Patients were also stratified using ‘modified risk criteria’ that added the number of organ systems (≥2) involved with metastases and the development of metastatic disease within 1 year from the time of initial diagnosis in addition to 4 of the Motzer risk factors (hypercalcemia, anemia, KPS <80%, and elevated LDH).24 In this prognostic scheme, the favorable prognosis group had no or 1 risk factor, the intermediate-risk group had 2 risk factors, and the poor-risk group had ≥3 risk factors.
Clinical Management Strategy
All patients with stage IV renal cell carcinoma were screened with a brain magnetic resonance imaging scan at the time of initial evaluation. Follow-up brain imaging was performed if warranted by development of neurologic symptoms. Patients were aggressively treated if brain metastases were identified, using SRS as the primary treatment modality if there were ≤5 brain metastases. WBRT was usually used if >5 brain lesions were present, with stereotactic boost to all large lesions. SRS-treated patients were followed with brain imaging studies at least every 2 months to 3 months and salvage treatment with additional SRS or WBRT was attempted if there was radiographic evidence of disease progression. Palliative surgery was performed if there was a surgically accessible dominant symptomatic lesion.
SRS Planning and Treatment
Brain metastases were treated with LINAC-based SRS as previously described.25 The treatment dose was prescribed to the isodose line covering 95% of the target volume (range, 80%-97%). The planned dose was based on the maximal dimension of each metastatic lesion: <2 cm, 20 grays (Gy)to 24 Gy; 2 to 3 cm, 18 Gy; and 3 to 4 cm, 15 Gy, based on Radiation Therapy Oncology Group (RTOG) protocol 9508.26 In general, lesions measuring ≥4 cm in dimension were not treated with SRS.
All 32 patients had extracranial metastases from renal cancer. Twenty-three of 32 patients in the current series received subsequent systemic therapy at our institution. All were considered for high-dose intravenous IL-2 treatment.27 Fourteen patients received high-dose IL-2 treatment, 7 of them after SRS treatment of brain metastases. An additional 3 patients had received low-dose subcutaneous IL-2 before referral. Interferon-α was administered to 6 patients before the development of CNS metastases and to an additional 3 patients after SRS treatment. Six patients were treated with both agents. One patient was followed without therapy after SRS because of personal choice. Eight patients had been referred for SRS from other institutions and did not receive systemic treatment at our institution.

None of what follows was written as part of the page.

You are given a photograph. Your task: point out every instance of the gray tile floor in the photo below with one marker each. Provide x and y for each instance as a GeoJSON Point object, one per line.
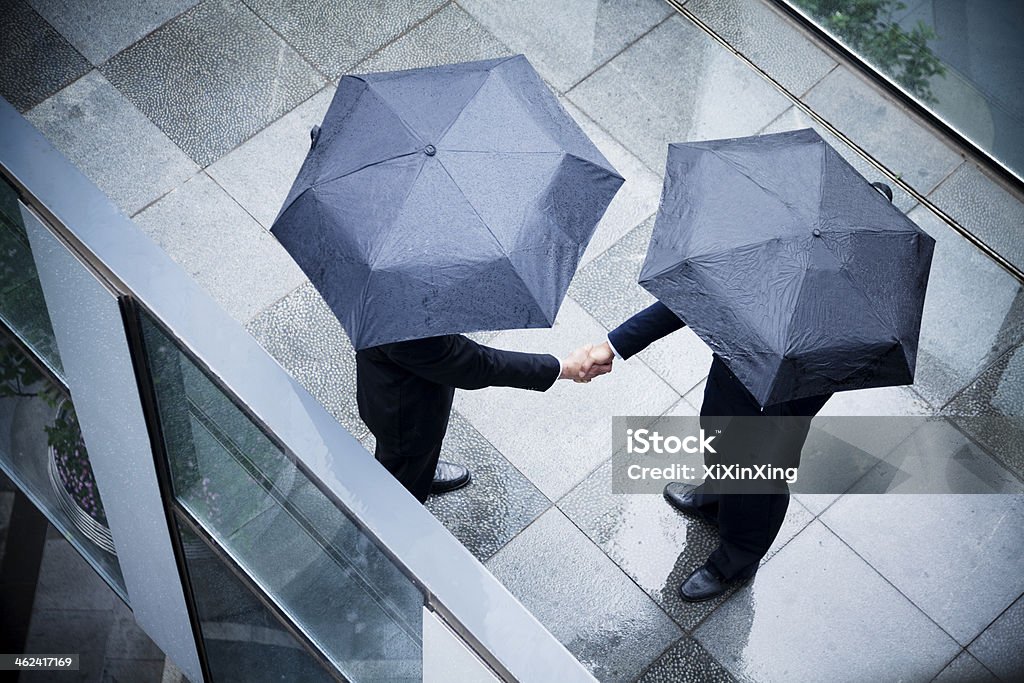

Antiangiogenic compounds were preferentially used as part of clinical trials. Bevacizumab, at a dose of 10 mg/kg intravenously every 2 weeks, was administered to 13 patients, including 10 who received it after SRS. Sunitinib (SU11248), given at a dose of 50 mg daily orally for 4 weeks on/2 weeks off, was administered to 6 patients, 4 of them after SRS. Sorafenib, administered at a dose of 400 mg orally twice daily, was given to 5 patients, including 3 who received it after SRS treatment. Thalidomide was administered to 2 patients, both after SRS treatment. The response of systemic disease was assessed with computed tomography scans every 2 to 3 months.
Overall survival using the Kaplan-Meier method was the primary endpoint of this retrospective analysis.28 Survival was defined as the time (in months) from the diagnosis of brain metastases until death or last clinical follow-up. Survival from the diagnosis of metastatic extracranial disease for patients who developed late brain progression was also calculated. The log-rank test was used to calculate P values.29
Secondary outcomes included evaluation of local control of the treated lesion by SRS, overall CNS control, and type of progression (CNS, systemic, or both). Cox proportional hazards regression analysis was used to explore the effects of sex, added WBRT, neurosurgery, initial number of brain metastases (1 vs ≥2), prognostic stratification, and systemic treatment with immunotherapy or antiangiogenic agents on overall survival and CNS progression.30 All 32 patients were included in the univariate and multivariate analysis of prognostic factors (including treatment effect), even though 8 patients did not receive systemic therapy at the study institution (none had received high-dose IL-2 at another institution). Twenty patients were included in analysis of time to CNS progression after brain metastases. Statistical significance was established at a probability level of <.05. Statistical analysis was performed using Statistica 6.0 software (StatSoft, Tulsa, Okla) and R 2.4.1 (R-Foundation for Statistical Computing, Vienna, Austria).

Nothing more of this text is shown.